Focusing HIV drug development on immune cells called macrophages instead of traditionally targeted T cells could bring us closer to eradicating the disease, according to new research from University of Florida and five other institutions.
In the largest study of its kind, researchers found that in diseased cells — such as cancer cells — that are also infected with HIV, almost all the virus was packed into macrophages, whose job is to "eat" invading disease agents.
What's more, up to half of those macrophages were hybrids, formed when pieces of genetic material from several parent HIV viruses combined to form new strains.
Such "recombination" is responsible for formation of mutants that easily elude immune system surveillance and escape from anti-HIV drugs.
"Macrophages are these little factories producing new hybrid particles of the virus, making the virus probably even more aggressive over time," said study co-author Marco Salemi, Ph.D., an assistant professor in the department of pathology, immunology and laboratory medicine at the UF College of Medicine. "If we want to eradicate HIV we need to find a way to actually target the virus specifically infecting the macrophages."
At least 1.1 million people in the United States and 33 million in the world are living with HIV/AIDS, according to the Kaiser Family Foundation.
The researchers set out to see if HIV populations that infect abnormal tissues are different from those that infect normal ones, and whether particular strains are associated with certain types of illness.
They tackled the question using frozen post-autopsy tissue samples, pathology results and advanced computational techniques. They analyzed 780 HIV sequences from 53 normal and abnormal tissues from seven patients who had died between 1995 and 2003 from various AIDS-related conditions, including HIV-associated dementia, non-Hodgkin's lymphoma and generalized infections throughout the body. Four patients had been treated with highly active antiretroviral therapy, called HAART, at or near the time of death.
The researchers compared brain and lymphoma tissues, which had heavy concentrations of macrophages, with lymphoid tissues — such as from the spleen and lymph nodes— that had a mix of HIV-infected macrophages and T cells.
The analyses revealed great diversity in the HIV strains present, with different tissues having hybrid viruses made up of slightly different sets of genes. A high frequency of such recombinant viruses was also found in tissues generally associated with disease processes, such as the meninges, spleen and lymph nodes.
The researchers concluded that HIV-infected macrophages might be implicated in tumor-producing mechanisms.

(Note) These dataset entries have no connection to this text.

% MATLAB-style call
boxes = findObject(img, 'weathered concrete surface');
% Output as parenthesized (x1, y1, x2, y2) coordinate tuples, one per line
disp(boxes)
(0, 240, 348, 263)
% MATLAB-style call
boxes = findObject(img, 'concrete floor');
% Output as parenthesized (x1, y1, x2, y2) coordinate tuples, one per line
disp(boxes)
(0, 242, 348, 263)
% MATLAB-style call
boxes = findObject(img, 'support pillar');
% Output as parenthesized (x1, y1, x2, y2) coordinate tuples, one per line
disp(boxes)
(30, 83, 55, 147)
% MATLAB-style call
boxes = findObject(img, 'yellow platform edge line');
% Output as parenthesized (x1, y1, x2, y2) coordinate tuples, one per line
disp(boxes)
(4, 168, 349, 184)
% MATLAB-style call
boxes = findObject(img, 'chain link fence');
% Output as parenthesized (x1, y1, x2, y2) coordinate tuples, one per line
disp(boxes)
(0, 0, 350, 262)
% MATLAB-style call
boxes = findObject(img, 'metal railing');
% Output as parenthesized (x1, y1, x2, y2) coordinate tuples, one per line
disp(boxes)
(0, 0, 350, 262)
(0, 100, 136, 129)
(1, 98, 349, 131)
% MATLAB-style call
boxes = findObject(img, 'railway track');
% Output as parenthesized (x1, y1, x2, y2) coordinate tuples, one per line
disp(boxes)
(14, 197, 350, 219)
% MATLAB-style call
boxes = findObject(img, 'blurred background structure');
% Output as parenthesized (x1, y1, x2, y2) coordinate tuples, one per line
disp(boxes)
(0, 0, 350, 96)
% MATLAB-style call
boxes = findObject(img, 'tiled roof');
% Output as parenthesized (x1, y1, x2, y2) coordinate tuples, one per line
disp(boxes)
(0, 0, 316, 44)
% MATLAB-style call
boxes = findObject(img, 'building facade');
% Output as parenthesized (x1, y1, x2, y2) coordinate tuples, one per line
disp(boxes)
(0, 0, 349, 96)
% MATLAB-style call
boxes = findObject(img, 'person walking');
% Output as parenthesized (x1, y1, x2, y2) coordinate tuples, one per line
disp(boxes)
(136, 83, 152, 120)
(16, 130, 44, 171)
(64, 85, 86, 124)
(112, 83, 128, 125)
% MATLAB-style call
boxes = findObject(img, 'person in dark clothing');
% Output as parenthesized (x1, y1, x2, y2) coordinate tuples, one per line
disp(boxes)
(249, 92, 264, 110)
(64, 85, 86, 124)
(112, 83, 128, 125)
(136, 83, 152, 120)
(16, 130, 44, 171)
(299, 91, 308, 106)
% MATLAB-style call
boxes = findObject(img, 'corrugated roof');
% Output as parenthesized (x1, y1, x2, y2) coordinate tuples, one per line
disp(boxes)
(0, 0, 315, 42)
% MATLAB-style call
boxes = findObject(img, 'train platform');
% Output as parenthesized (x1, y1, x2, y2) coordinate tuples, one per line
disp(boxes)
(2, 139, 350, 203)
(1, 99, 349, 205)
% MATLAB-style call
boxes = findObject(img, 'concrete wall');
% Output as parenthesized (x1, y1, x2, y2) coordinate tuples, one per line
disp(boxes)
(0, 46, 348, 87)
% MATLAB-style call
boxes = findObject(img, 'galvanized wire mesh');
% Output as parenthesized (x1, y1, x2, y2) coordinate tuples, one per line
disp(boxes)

The higher frequency of recombinant virus in diseased tissues likely is because macrophages multiply as a result of an inflammatory response, the researchers said.
"The study points to macrophages as a site of recombination in active disease," said neurobiologist Kenneth C. Williams, Ph.D., a Boston College associate professor and AIDS expert who was not involved in the study. "So people can say this is one spot where these viruses come from."
T cells — the so-called conductors of the immune system orchestra, whose decline is the hallmark of HIV disease — are an obvious target for HIV drug development because they die soon after infection, and are readily sampled from the blood and cultured. But although current drugs are effective at blocking infection of new cells and lowering viral loads to barely detectable levels, they never reduce the viral level in an infected person to zero.
"Where is it coming from?" said Michael S. McGrath, the University of California, San Francisco, professor who led the research team. "We believe it's coming from these macrophages."
Macrophages, like T cells, can be infected multiple times by HIV. But unlike T cells, when they get infected, they don't die within days, but live for several months, all the while being re-infected with multiple viruses of different genetic makeup. That situation is ripe for the emergence of hybrids.
"Most people who look at viral sequences assume that evolution of the virus is linear. In the real world that doesn't happen — large parts of the virus are swapped in and out. This group has shown that in this model," Williams said. "It sort of overturns the old way of trying to match virus sequence with pathology."
McGrath's group is now developing macrophage-targeting drugs that, through a grant from the National Institute of Mental Health, should be in human clinical trials in a few years.
"This is one of the last frontiers — killing off what we believe is a so far untouched reservoir," he said.
The work was published recently in the journal PLoS One.